• mysql锁排查


    一、说明

    本文将通过实验介绍mysql锁该如何排查,本实验的mysql版本为8.0.23,隔离级别为RC。

    二、实验

    场景一:会话a开启事务,删除全部数据。会话b开始事务,删除部分数据

    会话A:

    (root@localhost)[hello]> begin;
    (root@localhost)[hello]> delete from x1;
    (root@localhost)[hello]> delete from x2;
    (root@localhost)[hello]> select * from x1;
    (root@localhost)[hello]> select * from x2;
    

    会话B:

    (root@localhost)[hello]> begin;
    (root@localhost)[hello]> delete from x1 limit 1;  # 此处发生等待
    

    再起一个窗口,查看会话列表
    ID 34即会话A已执行完成,状态为Sleep。ID 37即会话B正在执行,状态为Query。

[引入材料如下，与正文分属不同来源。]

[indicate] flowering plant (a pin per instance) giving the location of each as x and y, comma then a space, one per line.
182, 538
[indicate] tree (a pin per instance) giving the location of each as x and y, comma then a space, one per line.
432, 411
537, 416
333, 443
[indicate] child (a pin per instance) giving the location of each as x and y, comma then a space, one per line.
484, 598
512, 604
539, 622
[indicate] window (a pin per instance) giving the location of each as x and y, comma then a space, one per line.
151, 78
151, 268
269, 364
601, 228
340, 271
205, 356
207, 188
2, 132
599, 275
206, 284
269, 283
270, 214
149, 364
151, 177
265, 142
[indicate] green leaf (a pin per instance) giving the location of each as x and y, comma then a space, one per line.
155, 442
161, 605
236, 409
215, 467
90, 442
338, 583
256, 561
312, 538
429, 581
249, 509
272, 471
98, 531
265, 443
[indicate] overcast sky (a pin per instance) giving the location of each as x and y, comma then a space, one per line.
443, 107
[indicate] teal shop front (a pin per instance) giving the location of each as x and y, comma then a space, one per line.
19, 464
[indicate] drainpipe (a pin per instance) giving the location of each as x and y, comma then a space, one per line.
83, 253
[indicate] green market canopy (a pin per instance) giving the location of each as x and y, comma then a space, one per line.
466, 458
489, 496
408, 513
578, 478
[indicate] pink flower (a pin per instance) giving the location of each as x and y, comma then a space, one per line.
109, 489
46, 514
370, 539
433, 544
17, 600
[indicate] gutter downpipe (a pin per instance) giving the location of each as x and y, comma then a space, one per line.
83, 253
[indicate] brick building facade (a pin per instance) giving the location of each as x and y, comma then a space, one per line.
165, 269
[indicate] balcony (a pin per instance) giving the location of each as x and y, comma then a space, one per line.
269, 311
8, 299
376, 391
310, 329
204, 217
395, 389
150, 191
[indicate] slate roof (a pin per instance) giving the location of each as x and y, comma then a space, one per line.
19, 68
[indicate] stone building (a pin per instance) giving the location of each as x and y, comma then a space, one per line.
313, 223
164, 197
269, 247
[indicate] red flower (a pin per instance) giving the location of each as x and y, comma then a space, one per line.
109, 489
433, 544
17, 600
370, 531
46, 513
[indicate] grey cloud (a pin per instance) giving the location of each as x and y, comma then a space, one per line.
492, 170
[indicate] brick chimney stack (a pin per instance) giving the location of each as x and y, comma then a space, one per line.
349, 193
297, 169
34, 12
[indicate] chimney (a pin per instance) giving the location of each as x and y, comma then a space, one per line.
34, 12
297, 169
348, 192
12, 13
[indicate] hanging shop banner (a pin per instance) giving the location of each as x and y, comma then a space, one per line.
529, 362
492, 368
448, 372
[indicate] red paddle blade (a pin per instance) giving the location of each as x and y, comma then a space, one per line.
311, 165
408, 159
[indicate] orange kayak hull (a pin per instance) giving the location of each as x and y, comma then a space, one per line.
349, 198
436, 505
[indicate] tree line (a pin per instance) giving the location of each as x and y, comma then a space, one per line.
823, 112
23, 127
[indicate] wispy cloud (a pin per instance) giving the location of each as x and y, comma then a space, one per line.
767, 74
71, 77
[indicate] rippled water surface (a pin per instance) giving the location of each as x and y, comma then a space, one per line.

    (root@localhost)[(none)]> select * from information_schema.processlist;
    +----+------+-----------+-------+---------+------+-----------+----------------------------------------------+
    | ID | USER | HOST      | DB    | COMMAND | TIME | STATE     | INFO                                         |
    +----+------+-----------+-------+---------+------+-----------+----------------------------------------------+
    | 34 | root | localhost | hello | Sleep   |   49 |           | NULL                                         |
    | 36 | root | localhost | NULL  | Query   |    0 | executing | select * from information_schema.processlist |
    | 37 | root | localhost | hello | Query   |   12 | updating  | delete from x1 limit 1                       |
    +----+------+-----------+-------+---------+------+-----------+----------------------------------------------+
    

    查看会话阻塞情况,waiting_pid、waiting_trx_id、blocking_pid、blocking_trx_id,分别表示被阻塞的事务和导致阻塞的事务。
    结果显示事务23641阻塞了事务23654。

    (root@localhost)[(none)]> select locked_table_schema, locked_table_name, waiting_query, waiting_pid, waiting_trx_id, blocking_pid, blocking_trx_id from sys.innodb_lock_waits;
    +---------------------+-------------------+------------------------+-------------+----------------+--------------+-----------------+
    | locked_table_schema | locked_table_name | waiting_query          | waiting_pid | waiting_trx_id | blocking_pid | blocking_trx_id |
    +---------------------+-------------------+------------------------+-------------+----------------+--------------+-----------------+
    | hello               | x1                | delete from x1 limit 1 |          37 |          23654 |           34 |           23641 |
    +---------------------+-------------------+------------------------+-------------+----------------+--------------+-----------------+
    

    查看锁的信息,engine_transaction_id对应事务编号,thread_id对应线程编号。
    前面我们查到事务编号23641阻塞了事务编号23654,这里显示事务编号23641对应线程85,事务编号23654对应线程88。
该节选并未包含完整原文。